AspPDF is capable of extracting raw text information
from PDF documents for searching and indexing purposes. Text is extracted
from an individual page via the ExtractText method
of the PdfPage object. ExtractText takes an optional
parameter object or parameter string (described below.)
This method always returns text strings
in Unicode format.
Text extraction with coordinates, introduced in Version 2.8, is described in Section 14.7 - Structured Text Extraction.
9.4.1 Code Sample
The following code sample extracts and prints out text data from
all pages of a PDF (we use the 1-page file 1040es.pdf from section 9.2):
VBScript |
Set Pdf = Server.CreateObject("Persits.Pdf")
' Open a PDF file for text extraction
Set Doc = Pdf.OpenDocument( Server.MapPath("1040es.pdf") )
Dim TextString
For Each Page in Doc.Pages
TextString = TextString & Page.ExtractText
Next
Response.Write Server.HtmlEncode( TextString )
|
C# |
IPdfManager objPdf = new PdfManager();
// Open a PDF file for text extraction
IPdfDocument objDoc = objPdf.OpenDocument( Server.MapPath("1040es.pdf"), Missing.Value );
String strText = "";
foreach( IPdfPage objPage in objDoc.Pages )
{
strText += objPage.ExtractText(Mssing.Value);
}
lblResult.Text = Server.HtmlEncode( strText );
|
Click the links below to run this code sample:
http://localhost/asppdf/manual_09/09_extract.asp
http://localhost/asppdf/manual_09/09_extract.aspx
9.4.2 Possible Text Extraction Problems
PDF text extraction is not always reliable, sometimes it produces split
and conjoined words, or even unreadable gibberish.
9.4.2.1 Split and Conjoined Words
Unlike HTML or Word documents, PDFs do not usually contain
blocks of meaningful, readable text. Instead, they contain
text drawing operators that reference short phrases, individual
words, word parts and even separate characters.
As a result, an attempt to extract text information from a PDF document often
yields split and conjoined words. For example, the phrase "Brown dog"

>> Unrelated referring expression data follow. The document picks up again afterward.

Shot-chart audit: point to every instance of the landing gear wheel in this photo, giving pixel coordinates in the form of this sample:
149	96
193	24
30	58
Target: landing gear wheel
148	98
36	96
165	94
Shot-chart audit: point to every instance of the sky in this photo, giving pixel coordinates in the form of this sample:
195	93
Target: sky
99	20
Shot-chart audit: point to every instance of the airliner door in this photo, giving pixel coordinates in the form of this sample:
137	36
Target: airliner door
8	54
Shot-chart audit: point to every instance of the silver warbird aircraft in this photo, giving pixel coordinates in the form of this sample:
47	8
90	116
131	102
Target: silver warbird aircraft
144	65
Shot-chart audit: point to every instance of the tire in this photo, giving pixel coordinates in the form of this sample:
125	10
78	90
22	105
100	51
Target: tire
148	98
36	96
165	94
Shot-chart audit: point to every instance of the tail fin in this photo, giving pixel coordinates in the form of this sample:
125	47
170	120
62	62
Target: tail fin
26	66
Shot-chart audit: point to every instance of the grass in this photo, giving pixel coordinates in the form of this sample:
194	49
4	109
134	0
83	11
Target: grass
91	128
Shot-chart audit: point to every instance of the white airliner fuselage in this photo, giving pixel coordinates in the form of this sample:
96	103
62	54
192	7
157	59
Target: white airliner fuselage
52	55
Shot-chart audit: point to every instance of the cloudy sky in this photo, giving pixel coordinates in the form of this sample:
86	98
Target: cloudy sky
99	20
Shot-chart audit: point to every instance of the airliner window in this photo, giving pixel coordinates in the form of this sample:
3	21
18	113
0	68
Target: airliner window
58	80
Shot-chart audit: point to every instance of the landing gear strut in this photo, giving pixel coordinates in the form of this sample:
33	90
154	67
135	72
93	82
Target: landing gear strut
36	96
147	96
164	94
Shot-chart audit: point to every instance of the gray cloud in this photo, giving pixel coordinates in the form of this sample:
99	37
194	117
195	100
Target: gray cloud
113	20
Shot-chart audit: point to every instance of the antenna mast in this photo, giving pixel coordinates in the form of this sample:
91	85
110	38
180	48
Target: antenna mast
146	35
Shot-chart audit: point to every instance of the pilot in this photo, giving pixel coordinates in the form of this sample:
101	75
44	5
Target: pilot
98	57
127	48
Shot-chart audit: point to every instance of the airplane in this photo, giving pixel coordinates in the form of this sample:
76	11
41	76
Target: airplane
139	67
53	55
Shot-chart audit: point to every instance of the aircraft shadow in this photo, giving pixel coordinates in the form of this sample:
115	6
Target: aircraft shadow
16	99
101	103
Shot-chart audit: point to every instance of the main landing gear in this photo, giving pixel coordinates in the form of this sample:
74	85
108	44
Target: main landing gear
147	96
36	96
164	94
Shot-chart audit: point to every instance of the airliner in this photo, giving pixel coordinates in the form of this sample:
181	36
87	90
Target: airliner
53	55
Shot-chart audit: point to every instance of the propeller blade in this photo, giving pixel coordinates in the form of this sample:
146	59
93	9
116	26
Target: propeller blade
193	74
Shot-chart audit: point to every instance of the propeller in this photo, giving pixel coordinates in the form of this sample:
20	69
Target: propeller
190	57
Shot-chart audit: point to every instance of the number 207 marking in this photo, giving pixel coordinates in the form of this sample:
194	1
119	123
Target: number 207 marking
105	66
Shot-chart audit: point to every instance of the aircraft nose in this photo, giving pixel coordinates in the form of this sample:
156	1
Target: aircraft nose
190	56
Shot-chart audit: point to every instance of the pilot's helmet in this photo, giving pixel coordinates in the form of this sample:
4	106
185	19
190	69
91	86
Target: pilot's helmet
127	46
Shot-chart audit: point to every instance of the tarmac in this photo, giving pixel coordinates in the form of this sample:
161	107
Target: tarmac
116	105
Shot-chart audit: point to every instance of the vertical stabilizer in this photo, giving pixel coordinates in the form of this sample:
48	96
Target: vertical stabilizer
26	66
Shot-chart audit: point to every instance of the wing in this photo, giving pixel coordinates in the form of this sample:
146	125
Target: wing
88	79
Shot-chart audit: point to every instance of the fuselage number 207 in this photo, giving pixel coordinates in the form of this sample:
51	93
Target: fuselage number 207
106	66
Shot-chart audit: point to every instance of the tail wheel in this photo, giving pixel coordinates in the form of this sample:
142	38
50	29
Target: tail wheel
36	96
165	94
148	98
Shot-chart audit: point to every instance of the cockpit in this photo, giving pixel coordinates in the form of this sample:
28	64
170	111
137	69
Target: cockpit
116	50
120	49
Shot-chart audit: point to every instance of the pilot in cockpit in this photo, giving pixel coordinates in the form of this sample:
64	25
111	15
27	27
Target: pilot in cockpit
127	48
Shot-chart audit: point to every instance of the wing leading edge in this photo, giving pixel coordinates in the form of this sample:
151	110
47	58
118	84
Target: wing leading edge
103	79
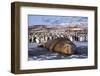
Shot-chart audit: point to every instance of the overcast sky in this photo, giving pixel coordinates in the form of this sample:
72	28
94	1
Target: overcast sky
40	19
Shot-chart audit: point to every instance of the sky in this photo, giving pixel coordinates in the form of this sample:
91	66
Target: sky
44	19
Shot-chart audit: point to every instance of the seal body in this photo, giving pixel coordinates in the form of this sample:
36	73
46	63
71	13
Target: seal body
60	45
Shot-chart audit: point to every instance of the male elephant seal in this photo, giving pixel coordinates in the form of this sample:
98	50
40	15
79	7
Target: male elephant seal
60	45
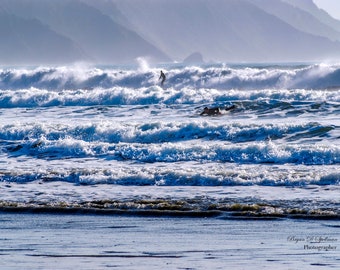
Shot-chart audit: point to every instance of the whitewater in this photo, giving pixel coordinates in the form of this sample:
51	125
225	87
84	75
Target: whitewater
107	138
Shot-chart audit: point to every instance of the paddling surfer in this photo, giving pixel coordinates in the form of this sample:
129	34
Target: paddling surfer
216	110
163	77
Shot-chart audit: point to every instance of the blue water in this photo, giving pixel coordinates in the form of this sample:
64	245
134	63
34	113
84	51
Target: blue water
116	127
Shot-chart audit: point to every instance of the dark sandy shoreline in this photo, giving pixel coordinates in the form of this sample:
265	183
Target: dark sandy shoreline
68	241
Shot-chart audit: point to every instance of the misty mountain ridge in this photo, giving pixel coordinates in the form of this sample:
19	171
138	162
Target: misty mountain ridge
162	31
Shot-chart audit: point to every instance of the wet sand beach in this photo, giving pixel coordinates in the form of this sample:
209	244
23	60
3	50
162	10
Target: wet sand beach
71	241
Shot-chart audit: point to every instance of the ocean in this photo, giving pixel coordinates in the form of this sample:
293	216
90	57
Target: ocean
84	139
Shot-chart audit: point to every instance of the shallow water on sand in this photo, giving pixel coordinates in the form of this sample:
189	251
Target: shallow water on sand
45	241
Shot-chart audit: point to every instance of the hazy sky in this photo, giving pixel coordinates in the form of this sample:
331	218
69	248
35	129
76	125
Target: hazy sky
331	6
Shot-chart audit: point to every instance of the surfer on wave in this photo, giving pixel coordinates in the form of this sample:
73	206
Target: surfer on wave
216	110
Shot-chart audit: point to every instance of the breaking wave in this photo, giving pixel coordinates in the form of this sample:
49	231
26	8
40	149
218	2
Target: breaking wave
319	76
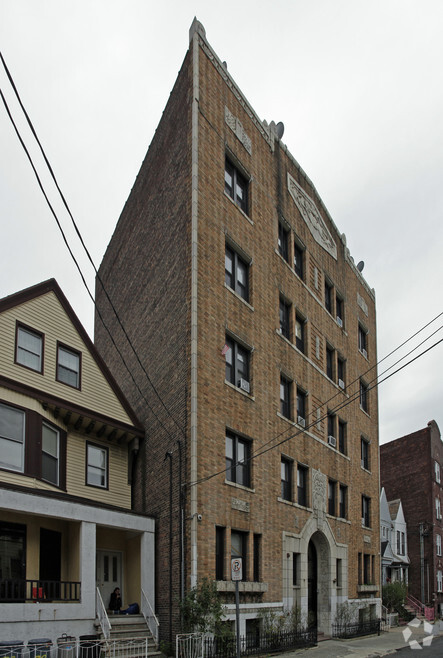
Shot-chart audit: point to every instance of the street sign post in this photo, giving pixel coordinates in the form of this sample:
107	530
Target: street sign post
236	576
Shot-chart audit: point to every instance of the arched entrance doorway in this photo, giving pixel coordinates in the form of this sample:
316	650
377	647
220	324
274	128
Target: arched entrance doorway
312	585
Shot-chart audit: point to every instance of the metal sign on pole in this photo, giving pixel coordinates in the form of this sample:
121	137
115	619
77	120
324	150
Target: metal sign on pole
236	576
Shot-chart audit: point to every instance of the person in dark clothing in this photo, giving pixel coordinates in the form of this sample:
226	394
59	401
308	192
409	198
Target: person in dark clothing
115	602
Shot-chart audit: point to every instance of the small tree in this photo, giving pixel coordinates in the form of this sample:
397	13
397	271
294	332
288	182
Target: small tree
202	609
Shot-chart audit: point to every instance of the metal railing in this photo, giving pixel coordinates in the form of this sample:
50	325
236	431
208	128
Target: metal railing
355	630
14	590
102	615
421	608
259	643
150	616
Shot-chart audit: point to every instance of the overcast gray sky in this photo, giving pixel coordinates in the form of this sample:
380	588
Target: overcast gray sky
358	85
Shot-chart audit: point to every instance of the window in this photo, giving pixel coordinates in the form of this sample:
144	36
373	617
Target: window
29	348
364	453
239	548
96	466
286	478
332	488
284	313
283	241
364	397
237	365
339	310
342	505
301	407
365	511
342	436
68	366
257	552
302	485
299	333
285	397
330	362
328	296
298	260
238	468
362	342
341	372
236	186
50	454
236	273
12	438
220	553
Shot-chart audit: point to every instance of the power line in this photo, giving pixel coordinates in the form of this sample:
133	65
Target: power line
84	247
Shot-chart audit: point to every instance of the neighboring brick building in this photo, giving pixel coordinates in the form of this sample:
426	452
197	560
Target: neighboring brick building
246	310
410	469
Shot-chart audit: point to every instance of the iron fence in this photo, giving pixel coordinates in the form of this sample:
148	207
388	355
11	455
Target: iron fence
346	631
258	643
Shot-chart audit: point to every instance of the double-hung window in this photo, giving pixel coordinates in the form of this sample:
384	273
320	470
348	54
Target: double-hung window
236	273
286	478
68	366
50	454
96	466
236	185
285	397
237	364
29	348
12	438
238	459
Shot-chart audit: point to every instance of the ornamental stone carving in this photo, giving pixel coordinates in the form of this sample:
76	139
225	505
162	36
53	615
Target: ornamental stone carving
312	217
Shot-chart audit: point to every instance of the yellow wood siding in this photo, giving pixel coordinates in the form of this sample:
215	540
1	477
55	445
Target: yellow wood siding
46	315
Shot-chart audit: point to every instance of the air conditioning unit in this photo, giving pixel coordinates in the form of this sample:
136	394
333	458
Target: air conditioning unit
244	385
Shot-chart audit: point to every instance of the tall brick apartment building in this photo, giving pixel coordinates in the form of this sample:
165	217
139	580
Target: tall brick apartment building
258	332
411	468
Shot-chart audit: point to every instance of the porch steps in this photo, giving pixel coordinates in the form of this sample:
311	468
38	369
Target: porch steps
131	627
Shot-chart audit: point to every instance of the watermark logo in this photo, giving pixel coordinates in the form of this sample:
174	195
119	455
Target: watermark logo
415	625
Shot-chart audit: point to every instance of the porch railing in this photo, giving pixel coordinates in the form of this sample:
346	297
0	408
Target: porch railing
14	590
102	615
150	616
421	608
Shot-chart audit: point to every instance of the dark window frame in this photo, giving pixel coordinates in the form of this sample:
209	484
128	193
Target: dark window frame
74	352
105	449
238	472
20	326
239	182
239	263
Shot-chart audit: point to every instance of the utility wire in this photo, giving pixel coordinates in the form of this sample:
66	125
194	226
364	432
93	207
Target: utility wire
83	245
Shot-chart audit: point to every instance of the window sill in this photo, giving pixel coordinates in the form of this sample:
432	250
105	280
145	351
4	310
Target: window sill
239	390
242	299
243	586
239	209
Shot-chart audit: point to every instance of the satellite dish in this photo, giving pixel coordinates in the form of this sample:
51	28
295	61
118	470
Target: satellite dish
280	129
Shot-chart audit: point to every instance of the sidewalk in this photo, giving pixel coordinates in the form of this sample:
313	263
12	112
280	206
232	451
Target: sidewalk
365	647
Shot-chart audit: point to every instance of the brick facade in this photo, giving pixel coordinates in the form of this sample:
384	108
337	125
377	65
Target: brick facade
410	469
164	270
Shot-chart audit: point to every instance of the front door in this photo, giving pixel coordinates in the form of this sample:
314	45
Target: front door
109	574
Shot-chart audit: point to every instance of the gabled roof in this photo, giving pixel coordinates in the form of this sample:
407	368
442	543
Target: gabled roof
73	408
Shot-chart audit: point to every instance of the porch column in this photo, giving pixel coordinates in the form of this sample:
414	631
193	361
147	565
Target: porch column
88	567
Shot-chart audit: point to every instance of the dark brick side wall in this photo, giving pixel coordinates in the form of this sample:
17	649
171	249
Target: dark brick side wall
146	272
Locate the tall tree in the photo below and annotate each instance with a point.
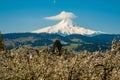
(1, 42)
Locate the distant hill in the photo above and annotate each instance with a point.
(74, 41)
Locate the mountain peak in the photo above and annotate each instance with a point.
(66, 26)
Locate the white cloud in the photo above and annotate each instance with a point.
(61, 16)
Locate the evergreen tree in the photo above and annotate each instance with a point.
(1, 42)
(57, 46)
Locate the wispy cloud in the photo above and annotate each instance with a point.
(61, 16)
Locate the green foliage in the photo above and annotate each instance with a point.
(1, 42)
(57, 46)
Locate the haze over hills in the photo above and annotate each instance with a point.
(66, 26)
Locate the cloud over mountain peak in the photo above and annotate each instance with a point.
(61, 16)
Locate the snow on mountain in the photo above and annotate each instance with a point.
(65, 26)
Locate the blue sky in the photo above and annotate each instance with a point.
(27, 15)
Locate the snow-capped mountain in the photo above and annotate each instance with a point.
(66, 27)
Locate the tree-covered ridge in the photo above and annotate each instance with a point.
(73, 42)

may come out as "Browndog" (conjoined words) or "Bro wn d og"
(split words).
9.4.2.2 Gibberish
Many PDF documents, especially those using non-Latin alphabets, do not
use strings of readable characters to display text at all.
Instead, they use "glyph codes" which are numbers identifying character
appearances in a font file. "Good" PDF documents also provide mapping
tables (referred to as ToUnicode maps) enabling a consumer application
to convert those codes back to human-readable characters. However, not every
PDF document is "good". Those that aren't cannot technically be read.
An attempt to extract text from such a document yields gibberish.
Copying information from such a file via clipboard from Acrobat Reader
will fail as well.
9.4.2.3 Unknown Encoding
Certain foreign-language PDF documents use ASCII characters in the 129 - 255
range to display text information. Copying and pasting from such documents
with Acrobat Reader usually produces unreadable text. However, AspPDF is
capable of extracting text from these documents and converting them into
Unicode, but a code page must be passed to
ExtractText method via the CodePage parameter, such as "CodePage=1251" (Cyrillic),
or "CodePage=1256" (Arabic), etc.
9.4.3 Permission Issues
A secure document may disallow content extraction by clearing Bit 5
of its permission flags (see Section 8.1.2).
To be in compliance with Adobe PDF licensing requirements, AspPDF
enforces this permission flag. For the content extraction functionality to work,
a secure document with Bit 5 cleared must be opened with the owner
password, or an error exception will be thrown.